In Islamabad, new taxes implemented for the fiscal year have raised vehicle tax rates, making it more difficult for consumers to buy vehicles in Pakistan. The new regulations include a regulatory duty on imported vehicles and spare parts. Tax rates on locally manufactured vehicles have also been increased.
Under the updated tax system:
– Vehicles up to 850 cc now face a 5% tax, replacing the previous fixed amount of 10,000 PKR.
– For vehicles between 851 and 1,000 cc, the tax is 1% instead of the earlier fixed 20,000 PKR.
– Vehicles from 1,001 to 1,300 cc now incur a 1.5% tax, up from the previous 25,000 PKR.
– Vehicles ranging from 1,301 to 1,600 cc face a 2% tax, replacing the former fixed amount of 50,000 PKR.
– The tax on vehicles from 1,601 to 1,800 cc has risen to 3%, up from 150,000 PKR.
– For vehicles between 1,801 and 2,000 cc, the tax rate is now 5%, previously 200,000 PKR.

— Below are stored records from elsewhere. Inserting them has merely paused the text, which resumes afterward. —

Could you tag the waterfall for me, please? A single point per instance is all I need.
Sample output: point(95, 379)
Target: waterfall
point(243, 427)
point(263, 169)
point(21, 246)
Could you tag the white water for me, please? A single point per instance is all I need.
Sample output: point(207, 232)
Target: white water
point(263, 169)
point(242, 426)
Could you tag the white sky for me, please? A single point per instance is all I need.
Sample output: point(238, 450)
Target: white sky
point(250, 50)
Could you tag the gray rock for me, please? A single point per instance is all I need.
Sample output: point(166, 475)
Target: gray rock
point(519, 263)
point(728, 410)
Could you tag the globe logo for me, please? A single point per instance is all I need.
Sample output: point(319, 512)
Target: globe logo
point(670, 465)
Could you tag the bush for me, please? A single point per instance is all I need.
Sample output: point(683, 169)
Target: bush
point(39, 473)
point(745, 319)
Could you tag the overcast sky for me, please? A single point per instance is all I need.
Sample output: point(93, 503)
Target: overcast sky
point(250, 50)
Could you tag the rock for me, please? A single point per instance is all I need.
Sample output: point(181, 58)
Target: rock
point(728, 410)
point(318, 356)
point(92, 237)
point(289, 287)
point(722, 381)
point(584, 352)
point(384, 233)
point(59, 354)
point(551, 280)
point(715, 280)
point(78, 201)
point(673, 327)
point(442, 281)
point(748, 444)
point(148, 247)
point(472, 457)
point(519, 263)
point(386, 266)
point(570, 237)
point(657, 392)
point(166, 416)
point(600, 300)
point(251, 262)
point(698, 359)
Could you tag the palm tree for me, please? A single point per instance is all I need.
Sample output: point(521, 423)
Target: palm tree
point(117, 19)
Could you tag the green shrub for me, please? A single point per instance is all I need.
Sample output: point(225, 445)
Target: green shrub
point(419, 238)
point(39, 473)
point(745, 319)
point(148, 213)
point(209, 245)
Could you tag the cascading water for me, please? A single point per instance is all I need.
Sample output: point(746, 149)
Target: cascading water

– Vehicles from 2,001 to 2,500 cc will see a tax rate of 7%, increased from 1%.
– Vehicles between 2,501 and 3,000 cc will incur a tax rate of 9%, up from the former 1%.
– Vehicles above 3,000 cc will face a 12% tax rate, previously 2%.
These changes aim to adjust tax rates across different vehicle categories, affecting both imported and locally manufactured vehicles.